2
votes

I'm facing an interesting problem, where I need to go through multiple big XML files (each is hundreds of MBs) and output specific data from each of the elements, and do it as fast as possible. Examples:

Points.xml:

<points>
  <point>
    <identifier>bb25c66c-27d0-447f-aaad-bd8290b332fd</identifier>
    <name>A</name>
  </point>
  <point>
    <identifier>f187cc74-2709-4464-995c-b3bdcae46b39</identifier>
    <name>B</name>
  </point>
</points>

Routes.xml:

<routes>
  <route>
    <pointLink xlink:href="urn:uuid:bb25c66c-27d0-447f-aaad-bd8290b332fd"/>
    <name>1</name>
  </route>
  <route>
    <pointLink xlink:href="urn:uuid:f187cc74-2709-4464-995c-b3bdcae46b39"/>
    <name>2</name>
  </route>
</routes>

There are tens of thousands of point/route elements in different documents and they are much more complicated than this, but for this example, this excerpt will suffice.

The output needs to be something like this:

1 - A
2 - B

I cannot modify the documents themselves, this is what I have to work with, and now the question is - how to link the elements based on the identifier as efficiently as possible? I'm talking about the way to do this, maybe a different way to think about this, not the actual code, since it will be quite different in the end anyway.

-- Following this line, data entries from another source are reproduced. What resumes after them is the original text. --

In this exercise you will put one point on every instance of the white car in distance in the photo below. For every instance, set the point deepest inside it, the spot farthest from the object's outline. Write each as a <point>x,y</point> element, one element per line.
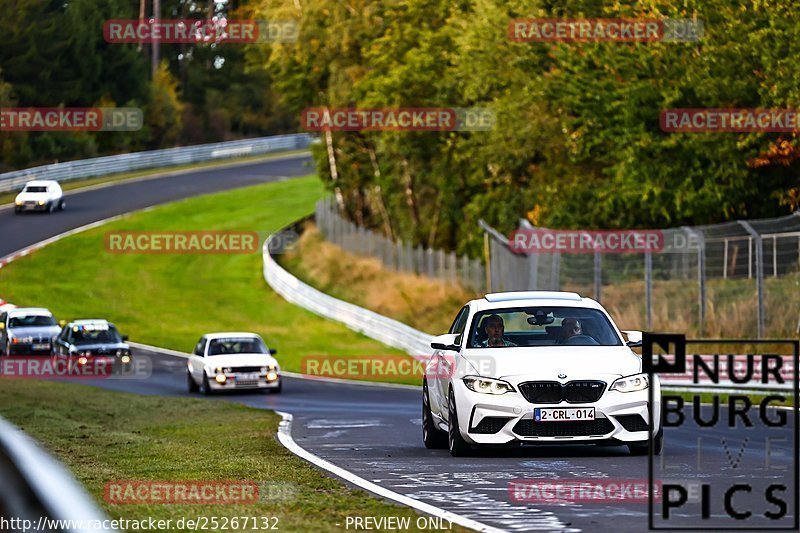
<point>232,361</point>
<point>537,367</point>
<point>40,195</point>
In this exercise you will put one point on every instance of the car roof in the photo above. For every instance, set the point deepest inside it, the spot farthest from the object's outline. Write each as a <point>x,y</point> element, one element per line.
<point>89,321</point>
<point>500,300</point>
<point>227,334</point>
<point>29,311</point>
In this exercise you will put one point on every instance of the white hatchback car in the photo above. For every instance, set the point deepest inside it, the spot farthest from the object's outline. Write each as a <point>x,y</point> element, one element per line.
<point>41,195</point>
<point>537,368</point>
<point>232,361</point>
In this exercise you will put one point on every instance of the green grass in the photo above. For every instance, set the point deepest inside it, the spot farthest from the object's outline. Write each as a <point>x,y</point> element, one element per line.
<point>171,300</point>
<point>105,436</point>
<point>8,197</point>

I have tried looping over the routes and then finding the points using FLWOR:

for $route in doc('routes.xml')/routes/route
  return concat(
    $route/name/text(),
    ' - ',
    doc('points.xml')/points/point[./identifier/text() = substring-after($route/pointLink/@xlink:href, 'urn:uuid:')]/name/text()
  )

That didn't work out really well (took almost an hour to complete). Similar story with this approach too:

for $route in doc('routes.xml')/routes/route,
    $point in doc('points.xml')/points/point[./identifier/text() = substring-after($route/pointLink/@xlink:href, 'urn:uuid:')]
  return concat(
    $route/name/text(),
    ' - ',
    $point/name/text()
  )

In the end, I will need to use more sub elements from point/route in the output so I think I have to iterate over them with for and then concat the output, but maybe I am wrong, which is why I am asking here.

Is there something I am overlooking, or is there simply no faster way to do this?

1
As you are using BaseX, have you inserted the documents into a database to make use of an index like a text index docs.basex.org/wiki/Indexes? That way any cross-reference to compare point/identifier should work faster.Martin Honnen
The documents are indeed in a database, but I have been using direct access to them via doc because in similar cases that I have already solved, it proved to be several times faster (BaseX optimizes doc to db:open-pre anyway). I'm also using exact paths in the actual query instead of // or *, so that shouldn't be problem either. However, from the link you posted, I do not see "Applying text index for .." anywhere in the Info panel so I will try to dive deeper into it, thanks!Lukáš Zemina

1 Answers

2
votes

The problem was indeed indexing, as Martin Honnen said in comment. Simply creating an attribute index (CREATE INDEX attribute) helped to reduce the query time from ~45 minutes to less than a second. Incredible.